For Sunday's closing ceremony, Nike's @Justdoit Weibo account posted a unremarkable photo of an abandoned announcer's table with the message (top):
"Let's pay tribute to them: 17 days, more than 300 games, every moment has their voices in the background, they share all the greatness with the world outside outside the stadium, they are our sports commentator, behind the scenes giving voice to athletic greatness. Let's understand the significance of the #livinggreatness.
Thanking the announcers is a little corny to be sure. But the message was part of a much larger campaign that, in total, aims to give the impression to China's consumers that Nike was somehow officially involved in the Games. This is of course also the kind of ambush marketing that the International Olympic Committee has gone to pains to prevent.
Other vague, inspirational messages Weibo-ed by Nike in China include a Find Your Greatness image of a swimmer ahead of the recognizable yellow "world record" digital line seen during the races. The message: ""Greatness is making the World Record chase you." The reference Nike is making is clearly to China's Sun Yang, who shattered the world record in a perforce that has been repeated nearly daily on China's state run TV (each time including the yellow line).
Nike China certainly had a few successes to focus on, but with Liu Xiang's flameout and the nation's Nike-sponsored basketball team going a humiliating 0-5, it seems Nike chose to redirect its entire Find Your Greatness Olympic ambush about perseverance in the face of failure.
A tennis ball on the court carries the message "The opposite of Greatness is not failure, but to never have tried." China's tennis champion (and Nike spokeswoman) Li Na was knocked out in the Olympic's first round.
An archery target carried the message "Greatness can be first, and greatness can be sixth." Despite a solid team, China failed to capture an archery gold.
An image of a shuttlecock about to maybe (or maybe not!) cross the net includes the message "Even if not on the podium, one can together raise the flag of Greatness." The message was a sly reference to how China's badminton favorites Wang Xiaoli and Yang Yu were forced from London after throwing a match and how China's Wang Xin failed to play for the bronze after a (somewhat scandalous) injury.

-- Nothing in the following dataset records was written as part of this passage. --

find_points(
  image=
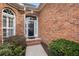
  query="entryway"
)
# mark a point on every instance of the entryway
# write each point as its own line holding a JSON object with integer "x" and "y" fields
{"x": 35, "y": 50}
{"x": 31, "y": 27}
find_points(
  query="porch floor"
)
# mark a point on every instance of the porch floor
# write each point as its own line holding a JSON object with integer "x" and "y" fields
{"x": 35, "y": 50}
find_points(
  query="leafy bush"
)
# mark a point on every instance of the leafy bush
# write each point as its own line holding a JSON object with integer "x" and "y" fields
{"x": 62, "y": 47}
{"x": 17, "y": 40}
{"x": 6, "y": 52}
{"x": 15, "y": 46}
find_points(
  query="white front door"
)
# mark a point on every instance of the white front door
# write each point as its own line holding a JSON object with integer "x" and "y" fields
{"x": 31, "y": 27}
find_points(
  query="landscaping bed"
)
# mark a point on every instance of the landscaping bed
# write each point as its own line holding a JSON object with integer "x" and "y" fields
{"x": 13, "y": 46}
{"x": 63, "y": 47}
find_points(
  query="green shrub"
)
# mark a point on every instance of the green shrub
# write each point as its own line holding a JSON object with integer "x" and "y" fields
{"x": 63, "y": 47}
{"x": 17, "y": 40}
{"x": 19, "y": 51}
{"x": 7, "y": 49}
{"x": 6, "y": 52}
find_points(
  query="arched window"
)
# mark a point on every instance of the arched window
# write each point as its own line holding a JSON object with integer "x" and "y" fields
{"x": 8, "y": 23}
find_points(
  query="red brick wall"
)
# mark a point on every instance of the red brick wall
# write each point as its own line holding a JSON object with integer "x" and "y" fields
{"x": 59, "y": 21}
{"x": 19, "y": 20}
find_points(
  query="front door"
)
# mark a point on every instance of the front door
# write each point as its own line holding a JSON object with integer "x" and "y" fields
{"x": 31, "y": 27}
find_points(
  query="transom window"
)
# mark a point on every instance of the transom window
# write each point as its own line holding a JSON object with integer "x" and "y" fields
{"x": 8, "y": 23}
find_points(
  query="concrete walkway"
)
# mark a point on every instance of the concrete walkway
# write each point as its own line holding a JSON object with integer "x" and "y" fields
{"x": 35, "y": 50}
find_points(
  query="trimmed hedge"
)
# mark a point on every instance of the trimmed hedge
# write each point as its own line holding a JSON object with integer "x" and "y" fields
{"x": 63, "y": 47}
{"x": 17, "y": 40}
{"x": 13, "y": 46}
{"x": 11, "y": 50}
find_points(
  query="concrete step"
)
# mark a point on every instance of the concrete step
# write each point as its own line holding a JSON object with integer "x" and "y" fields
{"x": 34, "y": 41}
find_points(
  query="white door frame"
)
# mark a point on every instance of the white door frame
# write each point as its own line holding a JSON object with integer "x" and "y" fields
{"x": 26, "y": 22}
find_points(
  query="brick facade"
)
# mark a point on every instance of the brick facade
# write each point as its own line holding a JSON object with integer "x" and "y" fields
{"x": 19, "y": 20}
{"x": 59, "y": 21}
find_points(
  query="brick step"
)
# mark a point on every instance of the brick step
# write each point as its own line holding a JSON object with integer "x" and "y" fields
{"x": 35, "y": 41}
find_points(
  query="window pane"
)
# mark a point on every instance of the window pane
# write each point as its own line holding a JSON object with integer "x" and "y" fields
{"x": 10, "y": 33}
{"x": 4, "y": 32}
{"x": 4, "y": 21}
{"x": 10, "y": 22}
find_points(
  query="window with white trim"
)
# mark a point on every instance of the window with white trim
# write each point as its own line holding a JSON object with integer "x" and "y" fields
{"x": 8, "y": 23}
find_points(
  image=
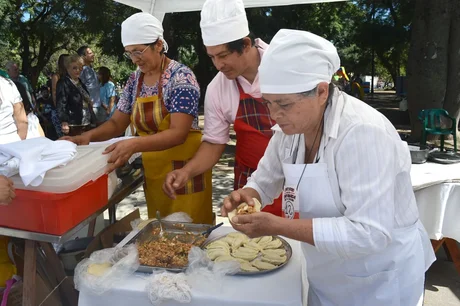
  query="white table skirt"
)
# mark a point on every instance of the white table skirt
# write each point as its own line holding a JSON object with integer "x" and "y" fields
{"x": 439, "y": 209}
{"x": 429, "y": 174}
{"x": 282, "y": 287}
{"x": 437, "y": 191}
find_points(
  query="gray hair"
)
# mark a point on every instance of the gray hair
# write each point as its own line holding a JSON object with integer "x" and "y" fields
{"x": 313, "y": 92}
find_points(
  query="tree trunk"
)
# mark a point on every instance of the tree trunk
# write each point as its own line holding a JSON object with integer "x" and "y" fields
{"x": 428, "y": 59}
{"x": 452, "y": 101}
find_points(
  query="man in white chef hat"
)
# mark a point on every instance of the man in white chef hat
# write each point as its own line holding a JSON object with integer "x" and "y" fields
{"x": 233, "y": 97}
{"x": 344, "y": 169}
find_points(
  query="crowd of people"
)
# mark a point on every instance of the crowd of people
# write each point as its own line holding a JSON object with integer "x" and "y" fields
{"x": 74, "y": 100}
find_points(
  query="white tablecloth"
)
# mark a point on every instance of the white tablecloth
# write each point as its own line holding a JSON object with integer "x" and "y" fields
{"x": 429, "y": 174}
{"x": 437, "y": 191}
{"x": 282, "y": 287}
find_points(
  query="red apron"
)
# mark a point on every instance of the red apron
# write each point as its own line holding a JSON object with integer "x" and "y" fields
{"x": 253, "y": 132}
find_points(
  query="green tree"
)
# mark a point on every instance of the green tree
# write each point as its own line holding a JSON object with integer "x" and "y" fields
{"x": 434, "y": 61}
{"x": 40, "y": 29}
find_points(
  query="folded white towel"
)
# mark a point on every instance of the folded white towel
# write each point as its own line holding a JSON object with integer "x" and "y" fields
{"x": 36, "y": 156}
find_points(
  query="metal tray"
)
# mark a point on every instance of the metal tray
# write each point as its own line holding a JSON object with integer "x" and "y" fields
{"x": 186, "y": 232}
{"x": 284, "y": 245}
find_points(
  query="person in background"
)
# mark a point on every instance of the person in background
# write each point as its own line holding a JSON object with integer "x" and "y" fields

Badminton isn't the only sport where Nike's Find Your Greatness (which translates to "Live Through Your Greatness") campaign in China subtly fed the flames of Olympic Team China controversy.
For the velodrome event, Nike's message was "Judges can decide your placement, but they cannot decide your greatness." Here, Nike evokes China's two-man bike team of Guo Shuang and Gong Jinjie, who lost the gold after they were penalized for a rule violation that the team ending up protesting and which most in China though was unfair.
But probably the most direct address of a controversy is Nike's "Live Through Your Greatness" message to 16 year old Chinese swimmer and gold medalist Ye Shiwen. Atop an image of a churned up swim lane, Nike writes "They can question your results, but they cannot question your greatness." Surely Nike means to stir the waters regarding unfounded "suggestions" that Ye must have been doping to put in that kind of record breaking performance.
Taken as a whole, Nike's ambush campaign is timely, suggests the brand was officially attached to the Games and, most importantly, plays on China's Olympic nationalism for positive brand association. Hey, China, Nike knows you got screwed ("Just Screw It"?) and Nike has your back.
Of course, the simple genius of Nike's "Live through your greatness" ambush campaign made it ripe for repurposing and parody. Golden Mile Island Riverside released a series of inspirational stock-art messages under the slogan "Give Yourself a Gold Medal."
One, displaying an empty track, reads "Even if the finish line is reached on one foot, you are still a hero." It's another brand salvaging a happy message from Liu Xiang's disaster.
Then there are the parodies which have turned Nike's Live Through Your Greatness (活出你的伟大) into a meme. Check out the fros, below:
A few of these were kids goofing around by exemplifying the "greatness" of being mentally handicapped or the "greatness" of mind numbing Justin Bieber songs, but a few others used the platform for more political controversy.
Addressing a scandal that hit during the Olympics about photo evidence alleging an Anhui official was involved in an inter-office orgy, one Weibo user posted the scandalous photo under the tagline "Live Through Your Greatness."
Of course the existence of the meme is evidence that Nike's efforts were very effective, sweeping the 2012 Weibolympics.